Chicago's House of Blues hosted Excelerate Labs' inaugural demo day. |
The day started with priceline.com founder Jeff Hoffman giving a keynote. Hoffman recalled training with a world champion boxer (Lewis?), and counting for him the number of reps. Not believe Hoffman's count, the boxer dramatically started again from scratch. "The difference between 300 reps and 299 reps is the difference between world champions and everyone else," declared the boxer. It was stark reminder of the depth of passion needed to succeed.
There must have been over 150 investors in the audience, including stars such as Brad Feld. Each business's presentation was polished. In general terms, they each first started with a testimony from a stakeholder, before showing through statistics, media, customer testimonials or other evidence that there was a real problem. Where they could, the startups showed what traction they had already attained. In some cases, this was significant. None of the businesses showed financials projections, which made me chuckle - I guess the community has moved past fiction.
In many ways, I could not help but feel that most (if not all) of the startups were already quite successful. The role of Excellerate seems to have been to put a magnifying glass on them, attracting substantial attention, drawing resources (such as mentors), luring investors and boosting valuations.
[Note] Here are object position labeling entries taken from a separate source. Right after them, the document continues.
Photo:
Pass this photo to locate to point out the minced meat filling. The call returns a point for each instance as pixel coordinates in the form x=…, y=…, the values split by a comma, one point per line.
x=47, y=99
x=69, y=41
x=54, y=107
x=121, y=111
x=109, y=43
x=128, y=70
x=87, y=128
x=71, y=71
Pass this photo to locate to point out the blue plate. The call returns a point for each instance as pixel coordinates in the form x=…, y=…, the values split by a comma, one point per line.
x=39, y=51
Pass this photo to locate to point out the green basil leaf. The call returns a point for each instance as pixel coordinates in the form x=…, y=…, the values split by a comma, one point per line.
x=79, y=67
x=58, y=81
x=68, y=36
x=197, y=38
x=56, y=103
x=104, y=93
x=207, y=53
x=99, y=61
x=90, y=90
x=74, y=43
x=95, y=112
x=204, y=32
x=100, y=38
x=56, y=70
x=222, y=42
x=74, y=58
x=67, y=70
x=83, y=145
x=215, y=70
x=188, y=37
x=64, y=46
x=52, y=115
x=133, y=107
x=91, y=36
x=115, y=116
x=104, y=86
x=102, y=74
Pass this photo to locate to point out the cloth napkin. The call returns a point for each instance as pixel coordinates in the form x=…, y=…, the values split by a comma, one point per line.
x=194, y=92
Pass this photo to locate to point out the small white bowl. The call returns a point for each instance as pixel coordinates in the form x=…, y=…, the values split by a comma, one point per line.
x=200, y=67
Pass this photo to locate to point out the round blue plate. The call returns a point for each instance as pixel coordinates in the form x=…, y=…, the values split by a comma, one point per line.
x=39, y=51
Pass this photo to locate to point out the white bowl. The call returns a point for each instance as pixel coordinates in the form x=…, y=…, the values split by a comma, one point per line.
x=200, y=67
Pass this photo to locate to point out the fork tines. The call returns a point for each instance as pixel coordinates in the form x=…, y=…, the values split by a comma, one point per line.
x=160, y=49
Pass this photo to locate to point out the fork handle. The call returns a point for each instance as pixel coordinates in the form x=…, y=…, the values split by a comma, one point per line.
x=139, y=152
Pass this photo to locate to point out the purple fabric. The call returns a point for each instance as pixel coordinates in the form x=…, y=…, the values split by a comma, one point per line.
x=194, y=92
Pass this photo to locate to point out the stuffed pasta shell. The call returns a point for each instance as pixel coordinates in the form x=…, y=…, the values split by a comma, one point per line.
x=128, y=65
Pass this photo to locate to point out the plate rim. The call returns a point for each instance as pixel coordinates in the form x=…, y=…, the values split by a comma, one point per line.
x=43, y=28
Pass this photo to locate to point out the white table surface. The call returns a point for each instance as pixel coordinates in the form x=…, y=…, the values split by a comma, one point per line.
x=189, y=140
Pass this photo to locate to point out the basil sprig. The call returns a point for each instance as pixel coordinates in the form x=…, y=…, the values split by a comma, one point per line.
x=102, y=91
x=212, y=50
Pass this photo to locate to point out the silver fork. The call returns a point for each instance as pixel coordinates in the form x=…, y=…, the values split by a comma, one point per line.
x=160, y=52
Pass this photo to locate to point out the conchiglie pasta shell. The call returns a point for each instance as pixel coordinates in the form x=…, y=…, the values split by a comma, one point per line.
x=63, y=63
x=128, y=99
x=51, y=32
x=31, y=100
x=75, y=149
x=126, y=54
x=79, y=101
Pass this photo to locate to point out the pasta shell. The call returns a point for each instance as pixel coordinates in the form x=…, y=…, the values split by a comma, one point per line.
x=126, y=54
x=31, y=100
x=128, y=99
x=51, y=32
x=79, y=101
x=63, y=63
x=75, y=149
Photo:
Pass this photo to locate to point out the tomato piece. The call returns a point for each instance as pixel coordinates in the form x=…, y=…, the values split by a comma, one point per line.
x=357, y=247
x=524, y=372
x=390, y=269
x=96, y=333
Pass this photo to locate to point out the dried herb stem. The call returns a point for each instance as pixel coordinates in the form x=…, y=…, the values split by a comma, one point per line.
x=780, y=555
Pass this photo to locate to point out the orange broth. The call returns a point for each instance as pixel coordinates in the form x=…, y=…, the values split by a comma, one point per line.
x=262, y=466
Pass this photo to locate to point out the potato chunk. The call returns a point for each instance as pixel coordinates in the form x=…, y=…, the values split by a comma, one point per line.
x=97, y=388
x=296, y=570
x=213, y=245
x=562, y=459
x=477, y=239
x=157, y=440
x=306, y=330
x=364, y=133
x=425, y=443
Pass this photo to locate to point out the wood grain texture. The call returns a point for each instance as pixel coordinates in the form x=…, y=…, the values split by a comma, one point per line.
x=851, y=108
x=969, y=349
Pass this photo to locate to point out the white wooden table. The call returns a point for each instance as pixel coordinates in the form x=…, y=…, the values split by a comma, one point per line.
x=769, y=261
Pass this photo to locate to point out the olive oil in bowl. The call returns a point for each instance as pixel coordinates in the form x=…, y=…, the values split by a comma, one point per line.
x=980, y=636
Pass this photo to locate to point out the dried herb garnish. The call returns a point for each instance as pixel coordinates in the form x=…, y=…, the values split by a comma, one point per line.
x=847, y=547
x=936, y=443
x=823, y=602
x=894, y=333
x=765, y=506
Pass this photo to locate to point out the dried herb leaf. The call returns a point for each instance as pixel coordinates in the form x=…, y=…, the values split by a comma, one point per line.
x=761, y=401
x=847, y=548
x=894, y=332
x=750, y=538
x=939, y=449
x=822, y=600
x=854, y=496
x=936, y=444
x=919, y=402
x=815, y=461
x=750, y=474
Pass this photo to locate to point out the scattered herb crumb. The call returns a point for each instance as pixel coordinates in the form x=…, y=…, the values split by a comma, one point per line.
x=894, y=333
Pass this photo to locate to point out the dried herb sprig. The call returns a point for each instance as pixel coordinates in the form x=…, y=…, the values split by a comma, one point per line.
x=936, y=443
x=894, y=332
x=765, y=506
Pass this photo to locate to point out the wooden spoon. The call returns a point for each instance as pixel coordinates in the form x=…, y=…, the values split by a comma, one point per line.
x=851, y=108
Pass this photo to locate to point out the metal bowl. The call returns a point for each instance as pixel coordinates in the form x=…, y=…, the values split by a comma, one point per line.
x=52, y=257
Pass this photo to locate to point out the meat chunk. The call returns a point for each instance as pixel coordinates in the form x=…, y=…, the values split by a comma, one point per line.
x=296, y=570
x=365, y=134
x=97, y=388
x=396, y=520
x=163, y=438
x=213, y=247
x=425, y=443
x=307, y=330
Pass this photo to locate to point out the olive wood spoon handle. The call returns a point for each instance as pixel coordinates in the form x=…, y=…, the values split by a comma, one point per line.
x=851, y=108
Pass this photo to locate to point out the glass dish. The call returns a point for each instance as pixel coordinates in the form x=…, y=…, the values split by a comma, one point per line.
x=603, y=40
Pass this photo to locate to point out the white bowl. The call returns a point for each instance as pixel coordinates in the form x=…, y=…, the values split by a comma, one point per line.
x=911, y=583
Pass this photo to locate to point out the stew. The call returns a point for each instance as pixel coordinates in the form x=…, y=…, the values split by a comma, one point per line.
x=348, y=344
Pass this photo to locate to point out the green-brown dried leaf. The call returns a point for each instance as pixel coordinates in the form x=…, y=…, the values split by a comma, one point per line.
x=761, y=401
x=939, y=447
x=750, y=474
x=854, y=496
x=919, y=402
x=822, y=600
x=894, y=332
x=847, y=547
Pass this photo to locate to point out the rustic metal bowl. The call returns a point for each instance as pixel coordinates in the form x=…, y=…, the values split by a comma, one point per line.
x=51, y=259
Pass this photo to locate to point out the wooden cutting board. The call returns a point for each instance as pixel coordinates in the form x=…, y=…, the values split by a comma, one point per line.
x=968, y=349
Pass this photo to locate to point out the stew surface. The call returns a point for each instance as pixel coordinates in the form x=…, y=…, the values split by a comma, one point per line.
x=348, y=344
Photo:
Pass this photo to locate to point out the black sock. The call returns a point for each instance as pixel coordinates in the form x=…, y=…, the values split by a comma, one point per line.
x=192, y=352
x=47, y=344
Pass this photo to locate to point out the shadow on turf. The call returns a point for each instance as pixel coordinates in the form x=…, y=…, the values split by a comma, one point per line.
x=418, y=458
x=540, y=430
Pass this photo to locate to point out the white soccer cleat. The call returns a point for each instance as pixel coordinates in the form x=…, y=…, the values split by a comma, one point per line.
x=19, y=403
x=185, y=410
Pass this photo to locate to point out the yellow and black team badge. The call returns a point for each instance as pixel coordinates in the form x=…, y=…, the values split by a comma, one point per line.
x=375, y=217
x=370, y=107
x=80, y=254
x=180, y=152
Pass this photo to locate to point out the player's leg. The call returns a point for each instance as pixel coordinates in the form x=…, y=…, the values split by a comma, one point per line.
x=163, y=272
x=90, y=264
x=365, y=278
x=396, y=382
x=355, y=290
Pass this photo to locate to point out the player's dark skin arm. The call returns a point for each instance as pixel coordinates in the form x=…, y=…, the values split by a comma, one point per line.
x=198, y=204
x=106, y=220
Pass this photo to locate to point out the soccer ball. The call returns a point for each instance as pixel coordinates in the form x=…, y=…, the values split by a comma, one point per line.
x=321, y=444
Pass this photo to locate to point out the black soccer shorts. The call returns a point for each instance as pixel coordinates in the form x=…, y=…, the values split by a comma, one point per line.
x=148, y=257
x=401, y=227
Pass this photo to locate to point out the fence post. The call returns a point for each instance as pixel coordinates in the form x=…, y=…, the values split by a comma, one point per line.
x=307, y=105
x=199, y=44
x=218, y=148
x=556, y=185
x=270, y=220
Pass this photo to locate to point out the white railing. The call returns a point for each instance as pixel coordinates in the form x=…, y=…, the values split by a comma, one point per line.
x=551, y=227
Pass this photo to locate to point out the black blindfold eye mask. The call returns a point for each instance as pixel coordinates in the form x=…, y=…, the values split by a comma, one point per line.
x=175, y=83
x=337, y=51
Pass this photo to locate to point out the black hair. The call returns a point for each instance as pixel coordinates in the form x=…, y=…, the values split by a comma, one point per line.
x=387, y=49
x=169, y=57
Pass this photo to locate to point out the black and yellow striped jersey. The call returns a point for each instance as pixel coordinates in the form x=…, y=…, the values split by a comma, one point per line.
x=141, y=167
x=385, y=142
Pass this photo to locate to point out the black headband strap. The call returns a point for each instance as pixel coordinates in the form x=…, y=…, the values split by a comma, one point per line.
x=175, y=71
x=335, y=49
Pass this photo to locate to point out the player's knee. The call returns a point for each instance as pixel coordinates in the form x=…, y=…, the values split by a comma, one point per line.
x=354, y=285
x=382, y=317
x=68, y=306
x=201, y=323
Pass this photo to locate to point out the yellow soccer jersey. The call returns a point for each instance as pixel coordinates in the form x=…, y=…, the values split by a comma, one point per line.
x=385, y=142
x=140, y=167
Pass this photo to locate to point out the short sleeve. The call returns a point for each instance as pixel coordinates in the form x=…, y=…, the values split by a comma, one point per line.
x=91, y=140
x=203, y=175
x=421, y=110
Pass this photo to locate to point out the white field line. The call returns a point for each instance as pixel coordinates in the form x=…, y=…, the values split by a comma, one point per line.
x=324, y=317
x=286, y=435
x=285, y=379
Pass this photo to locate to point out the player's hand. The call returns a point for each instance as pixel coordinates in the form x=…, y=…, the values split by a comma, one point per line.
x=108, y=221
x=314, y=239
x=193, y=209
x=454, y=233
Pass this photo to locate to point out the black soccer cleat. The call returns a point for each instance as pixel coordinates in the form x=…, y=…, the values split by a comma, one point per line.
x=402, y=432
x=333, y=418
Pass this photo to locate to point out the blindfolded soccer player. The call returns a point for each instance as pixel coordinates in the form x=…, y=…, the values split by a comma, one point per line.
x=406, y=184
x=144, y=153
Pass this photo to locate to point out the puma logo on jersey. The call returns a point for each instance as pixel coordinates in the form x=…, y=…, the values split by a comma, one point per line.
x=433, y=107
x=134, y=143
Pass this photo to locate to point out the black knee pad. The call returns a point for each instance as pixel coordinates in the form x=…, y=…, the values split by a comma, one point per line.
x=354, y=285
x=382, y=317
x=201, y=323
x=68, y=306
What did I like about the startups themselves? GiveForward's viral marketing model reminded me a lot of justgiving.com's viral success. I liked Tap Me's core idea: an API that allows gamers to include sponsored in-game items; product placement for games. I liked how customer-centric PVPower's Solar-Bear seemed to be. EduLender's route to market - through financial aid offices - seemed compelling. What did I not like? One or two of the businesses are clearly closer less proven. It will be interesting to see what the next steps for these will be.
The day also included a keynote from famed wine tv webcaster Gary Vaynerchuk, who was hilarious. I might be losing something in translation here, but his main point seemed to be about "giving a f**k" about customers. He declared "caring" to be the new frontier for competition. I agree. In a world of information overload, businesses have to figure out how to help the customer beyond just providing them with what everyone else is providing.